Now, those hopes are focused on repeating as NHL champions. That’s not an easy task.
The Pittsburgh Penguins won back-to-back titles in the 2015-16 and 2016-17 seasons. The Detroit Red Wings did it in 1996-97 and 1997-98. That’s it. Just those two. So, it’s not impossible but the odds are long.
“Before we won, I thought if we won one, it’s going to be enough, but we just want to win again,” Blues forward Vladimir Tarasenko said. “We don’t want to lose anymore. I think we have a pretty young group of guys there and it’s good for them at the start of their careers to have Cup experience, and one is not enough.”
The team does not want to be thought of as a one-hit wonder.
“A lot of people saying it was an accident and it’s on us to prove we’re not just a one-year team,” Tarasenko said. “We’re a good team and we can continue playing well.”
Blues coach Craig Berube, who took over last Nov. 19 when the Blues fired Mike Yeo, agreed that the team has what it takes to repeat.
As the team bought into his system, Berube changed the team. He also became just the second interim head coach in NHL history to guide his team to a Stanley Cup title. As a reward, he earned a three-year contract to continue coaching the Blues.
“When we talk about moving on, we can’t sit there and [say], ‘Aw, we’re Stanley Cup champions.’ You’ve got to work,” Berube said. “It’s a tough league. It’s tough to make the playoffs. There’s a lot of good teams. Our division’s very good. We’ve got to get ready. We’ve got work to put in.
“You’ve got to be ready, you’ve got to be competitive and you’ve got to be ready to go.”
Blues General Manager Doug Armstrong believes his squad is built to make another run for the Cup.
“Our team is built a certain way and that’s not going to change, and I don’t think Craig’s coaching philosophy will change,” Armstrong said. “We want to play quick. We want to play heavy. We want to play in the offensive zone. That’s the way we’re built.”
Armstrong did a lot of that building.
In arguably one the biggest moves in the team’s history, Armstrong sent Patrik Berglund, Vladimir Sobotka and Tage Thompson along with a first-round pick in 2019 and a second-round pick in 2021 to Buffalo to get Ryan O’Reilly on July 1, 2018.

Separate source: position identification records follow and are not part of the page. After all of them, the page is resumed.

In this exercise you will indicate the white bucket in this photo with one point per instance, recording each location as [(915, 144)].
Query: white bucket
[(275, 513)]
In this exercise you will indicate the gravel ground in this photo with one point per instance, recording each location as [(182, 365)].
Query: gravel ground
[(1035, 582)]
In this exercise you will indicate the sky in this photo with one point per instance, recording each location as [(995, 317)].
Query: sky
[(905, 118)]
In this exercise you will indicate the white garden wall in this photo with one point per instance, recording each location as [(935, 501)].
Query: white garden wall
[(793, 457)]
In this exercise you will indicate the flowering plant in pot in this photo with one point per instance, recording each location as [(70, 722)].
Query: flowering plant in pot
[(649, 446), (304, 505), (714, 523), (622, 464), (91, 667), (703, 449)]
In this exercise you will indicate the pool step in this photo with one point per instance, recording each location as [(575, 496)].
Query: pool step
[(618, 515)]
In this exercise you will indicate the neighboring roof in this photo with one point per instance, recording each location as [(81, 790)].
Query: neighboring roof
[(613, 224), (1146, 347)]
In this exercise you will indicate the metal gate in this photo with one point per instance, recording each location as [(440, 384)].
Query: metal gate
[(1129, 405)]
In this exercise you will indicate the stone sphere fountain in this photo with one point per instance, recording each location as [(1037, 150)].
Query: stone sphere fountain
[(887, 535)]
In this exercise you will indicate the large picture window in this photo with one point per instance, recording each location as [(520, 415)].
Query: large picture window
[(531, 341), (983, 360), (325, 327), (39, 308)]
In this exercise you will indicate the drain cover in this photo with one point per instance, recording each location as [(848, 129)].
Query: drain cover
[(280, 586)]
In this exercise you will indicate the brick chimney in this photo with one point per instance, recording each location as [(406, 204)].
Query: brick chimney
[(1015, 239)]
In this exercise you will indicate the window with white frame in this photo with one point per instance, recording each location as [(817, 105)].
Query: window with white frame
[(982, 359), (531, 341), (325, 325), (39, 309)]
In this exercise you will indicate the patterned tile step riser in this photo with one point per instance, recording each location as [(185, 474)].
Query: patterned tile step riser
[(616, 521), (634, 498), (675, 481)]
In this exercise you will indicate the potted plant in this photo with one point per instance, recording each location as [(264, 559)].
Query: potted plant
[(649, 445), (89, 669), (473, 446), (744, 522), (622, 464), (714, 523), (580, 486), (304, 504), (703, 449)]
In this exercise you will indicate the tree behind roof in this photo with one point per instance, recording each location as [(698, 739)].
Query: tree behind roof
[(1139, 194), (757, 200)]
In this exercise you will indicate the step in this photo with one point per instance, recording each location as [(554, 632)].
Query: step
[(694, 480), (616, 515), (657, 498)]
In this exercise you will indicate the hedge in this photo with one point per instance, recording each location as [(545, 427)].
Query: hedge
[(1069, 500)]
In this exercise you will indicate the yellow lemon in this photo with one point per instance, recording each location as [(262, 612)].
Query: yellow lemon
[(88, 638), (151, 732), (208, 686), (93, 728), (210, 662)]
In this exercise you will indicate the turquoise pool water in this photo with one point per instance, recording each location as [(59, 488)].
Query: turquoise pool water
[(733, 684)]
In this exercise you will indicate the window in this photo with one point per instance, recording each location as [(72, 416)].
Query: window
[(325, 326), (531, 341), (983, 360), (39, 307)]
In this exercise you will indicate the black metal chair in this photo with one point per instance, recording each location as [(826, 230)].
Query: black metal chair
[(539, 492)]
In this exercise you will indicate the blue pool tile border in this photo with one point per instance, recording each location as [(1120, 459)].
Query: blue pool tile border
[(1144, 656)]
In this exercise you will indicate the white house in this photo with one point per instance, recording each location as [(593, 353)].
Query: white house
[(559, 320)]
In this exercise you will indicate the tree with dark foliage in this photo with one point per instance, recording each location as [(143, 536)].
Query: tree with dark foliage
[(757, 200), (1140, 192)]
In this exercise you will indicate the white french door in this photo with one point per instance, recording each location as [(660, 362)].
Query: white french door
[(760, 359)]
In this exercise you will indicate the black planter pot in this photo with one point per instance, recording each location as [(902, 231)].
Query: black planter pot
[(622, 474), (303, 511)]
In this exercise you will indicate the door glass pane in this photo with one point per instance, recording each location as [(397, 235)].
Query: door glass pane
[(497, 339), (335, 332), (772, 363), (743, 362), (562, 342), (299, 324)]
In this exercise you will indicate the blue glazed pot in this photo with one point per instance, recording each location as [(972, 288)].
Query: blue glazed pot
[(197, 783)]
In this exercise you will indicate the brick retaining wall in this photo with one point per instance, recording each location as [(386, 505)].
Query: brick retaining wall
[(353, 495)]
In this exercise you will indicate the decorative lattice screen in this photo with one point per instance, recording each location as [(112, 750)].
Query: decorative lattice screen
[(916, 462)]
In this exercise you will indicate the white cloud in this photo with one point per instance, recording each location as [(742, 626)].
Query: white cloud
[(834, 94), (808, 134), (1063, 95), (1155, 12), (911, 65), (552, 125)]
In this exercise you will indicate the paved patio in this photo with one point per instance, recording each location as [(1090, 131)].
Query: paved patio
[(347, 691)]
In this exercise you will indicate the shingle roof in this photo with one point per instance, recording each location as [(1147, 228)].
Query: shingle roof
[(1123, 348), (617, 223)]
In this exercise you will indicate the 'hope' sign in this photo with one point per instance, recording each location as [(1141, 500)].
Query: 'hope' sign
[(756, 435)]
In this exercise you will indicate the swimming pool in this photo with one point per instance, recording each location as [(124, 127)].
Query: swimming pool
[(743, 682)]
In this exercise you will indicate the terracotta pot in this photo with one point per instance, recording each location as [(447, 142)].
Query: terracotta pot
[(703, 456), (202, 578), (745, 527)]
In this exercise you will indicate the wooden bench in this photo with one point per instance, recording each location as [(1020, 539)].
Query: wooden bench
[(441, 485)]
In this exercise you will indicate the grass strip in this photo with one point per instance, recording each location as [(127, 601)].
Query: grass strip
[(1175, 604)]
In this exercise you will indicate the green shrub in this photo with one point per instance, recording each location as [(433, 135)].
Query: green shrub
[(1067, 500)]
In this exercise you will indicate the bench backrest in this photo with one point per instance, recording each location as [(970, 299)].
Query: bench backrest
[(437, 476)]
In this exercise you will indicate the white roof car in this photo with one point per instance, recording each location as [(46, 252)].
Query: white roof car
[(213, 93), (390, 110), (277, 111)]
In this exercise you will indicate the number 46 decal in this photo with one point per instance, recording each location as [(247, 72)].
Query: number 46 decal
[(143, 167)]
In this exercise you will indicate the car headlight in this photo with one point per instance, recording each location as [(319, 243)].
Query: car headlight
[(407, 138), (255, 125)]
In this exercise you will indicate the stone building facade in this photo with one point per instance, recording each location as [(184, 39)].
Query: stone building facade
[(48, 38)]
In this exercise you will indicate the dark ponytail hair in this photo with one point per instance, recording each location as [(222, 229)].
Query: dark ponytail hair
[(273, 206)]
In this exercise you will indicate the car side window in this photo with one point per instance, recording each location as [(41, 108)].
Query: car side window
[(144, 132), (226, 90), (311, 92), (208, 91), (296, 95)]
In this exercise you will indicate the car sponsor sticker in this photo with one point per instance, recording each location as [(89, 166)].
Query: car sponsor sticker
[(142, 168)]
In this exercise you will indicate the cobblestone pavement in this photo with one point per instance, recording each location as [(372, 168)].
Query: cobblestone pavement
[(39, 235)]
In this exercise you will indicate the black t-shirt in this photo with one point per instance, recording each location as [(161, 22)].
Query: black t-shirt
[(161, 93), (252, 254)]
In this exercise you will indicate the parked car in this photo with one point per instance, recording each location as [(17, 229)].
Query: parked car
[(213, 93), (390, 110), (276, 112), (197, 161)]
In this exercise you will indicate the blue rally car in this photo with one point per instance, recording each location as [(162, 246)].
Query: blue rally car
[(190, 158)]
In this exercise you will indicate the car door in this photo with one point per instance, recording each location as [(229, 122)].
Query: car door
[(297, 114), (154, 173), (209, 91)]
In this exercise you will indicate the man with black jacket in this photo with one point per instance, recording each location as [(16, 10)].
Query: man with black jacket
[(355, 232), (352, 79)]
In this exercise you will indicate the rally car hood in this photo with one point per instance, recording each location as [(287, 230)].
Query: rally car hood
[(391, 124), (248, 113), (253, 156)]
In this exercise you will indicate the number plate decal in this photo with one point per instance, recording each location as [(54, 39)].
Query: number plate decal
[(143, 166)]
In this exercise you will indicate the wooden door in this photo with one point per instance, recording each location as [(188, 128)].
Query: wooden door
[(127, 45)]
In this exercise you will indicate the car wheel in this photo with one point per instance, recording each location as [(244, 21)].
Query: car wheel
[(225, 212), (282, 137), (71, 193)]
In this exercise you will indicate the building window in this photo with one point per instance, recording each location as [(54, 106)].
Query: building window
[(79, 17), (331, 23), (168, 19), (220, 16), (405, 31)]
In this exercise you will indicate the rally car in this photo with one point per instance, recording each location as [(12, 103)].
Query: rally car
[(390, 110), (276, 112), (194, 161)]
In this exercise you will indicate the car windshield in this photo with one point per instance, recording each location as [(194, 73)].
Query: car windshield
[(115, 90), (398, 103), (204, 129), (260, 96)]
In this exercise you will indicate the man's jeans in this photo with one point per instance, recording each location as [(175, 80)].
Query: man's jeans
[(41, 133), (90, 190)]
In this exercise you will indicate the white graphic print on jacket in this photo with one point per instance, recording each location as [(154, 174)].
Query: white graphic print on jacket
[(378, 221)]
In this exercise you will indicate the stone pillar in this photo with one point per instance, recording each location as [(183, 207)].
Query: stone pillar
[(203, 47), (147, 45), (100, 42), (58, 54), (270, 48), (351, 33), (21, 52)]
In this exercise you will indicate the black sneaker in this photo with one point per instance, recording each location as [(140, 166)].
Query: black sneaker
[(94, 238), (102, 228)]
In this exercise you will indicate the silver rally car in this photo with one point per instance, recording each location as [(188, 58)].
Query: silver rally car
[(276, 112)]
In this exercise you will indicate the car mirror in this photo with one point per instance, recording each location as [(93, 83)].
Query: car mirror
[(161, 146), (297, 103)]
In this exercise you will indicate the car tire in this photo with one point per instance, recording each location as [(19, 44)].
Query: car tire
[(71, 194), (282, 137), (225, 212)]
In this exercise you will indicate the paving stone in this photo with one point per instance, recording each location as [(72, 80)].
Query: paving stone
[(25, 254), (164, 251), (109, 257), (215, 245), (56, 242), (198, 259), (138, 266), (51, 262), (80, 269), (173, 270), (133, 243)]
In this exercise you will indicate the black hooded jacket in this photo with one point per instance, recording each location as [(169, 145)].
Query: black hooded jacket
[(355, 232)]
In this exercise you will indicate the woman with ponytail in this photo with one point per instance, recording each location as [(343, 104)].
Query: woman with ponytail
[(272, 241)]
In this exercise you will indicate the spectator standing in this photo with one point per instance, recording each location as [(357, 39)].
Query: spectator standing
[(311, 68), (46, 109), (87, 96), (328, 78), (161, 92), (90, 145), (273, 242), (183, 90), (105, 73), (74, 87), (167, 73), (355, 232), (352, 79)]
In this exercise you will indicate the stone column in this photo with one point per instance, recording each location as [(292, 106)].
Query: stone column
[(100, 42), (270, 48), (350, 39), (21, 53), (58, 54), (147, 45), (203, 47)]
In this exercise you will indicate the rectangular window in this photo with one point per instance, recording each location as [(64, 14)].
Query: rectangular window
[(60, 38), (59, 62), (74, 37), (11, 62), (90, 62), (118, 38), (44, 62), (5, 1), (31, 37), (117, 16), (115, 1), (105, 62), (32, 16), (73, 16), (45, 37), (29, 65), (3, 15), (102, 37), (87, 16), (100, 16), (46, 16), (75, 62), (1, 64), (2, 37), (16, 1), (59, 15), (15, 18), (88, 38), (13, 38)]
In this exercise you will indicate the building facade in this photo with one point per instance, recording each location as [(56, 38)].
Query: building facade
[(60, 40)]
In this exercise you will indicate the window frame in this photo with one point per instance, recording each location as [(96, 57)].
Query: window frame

O’Reilly was coming off a frustrating season with the Buffalo Sabres when the Blues acquired him. The 28-year-old forward rekindled his love of hockey in St. Louis, leading the Blues with 77 points [28 goals, 49 assists] in 82 regular season games.
He was voted the winner of the Selke Trophy as the best defensive forward in the NHL and the Conn Smythe Trophy as MVP of the playoffs. He had 23 points [eight goals, 15 assists] in 26 games to help the Blues win the Stanley Cup.
The other big move Armstrong made was promoting goalie Jordan Binnington from the American Hockey League. Binnington went from fourth on the organizational depth chart a season ago to raising the Stanley Cup over his head in a matter of months. He also went from making $650,000 to getting a two-year, $8.8 million contract over the summer.
Life is good for the 26-year-old goalie, who was selected in the third round of the 2011 draft. All Binnington did when he came on, was go 24-5-1 with an NHL-leading 1.89 GAA and .927 save percentage in the regular season; then, lead the Blues to the Cup by going 16-10 with a 2.46 GAA and .914 GAA in the playoffs, capping his terrific half season off by out-battling Tuukka Rask in the final.
With the team in place, it’s time to get going.St. Louis Blues 2019-2020 Regular Season Schedule
“Basically, we’ve got a lot of work to do,” Berube said. “That’s the bottom line. We’ve got to move on from last year.
“The message is you’ve got to put the work in. This team has good character and leadership. They’re hungry. They look fresh to me and ready to go. They want to get playing.”
Alex Pietrangelo agreed.
“We’re ready to move on. When you win, you want to win again,” Pietrangelo said. “When you’re on top, you want to stay on top. That’s the goal.”
Alexander Steen concurred with Pietrangelo.
“We’re getting back to work. Remembering how you got there is the feeling you want,” Steen said. “Remember that hunger. Now that we’ve done it once, it’s kind of like an addictive feeling.”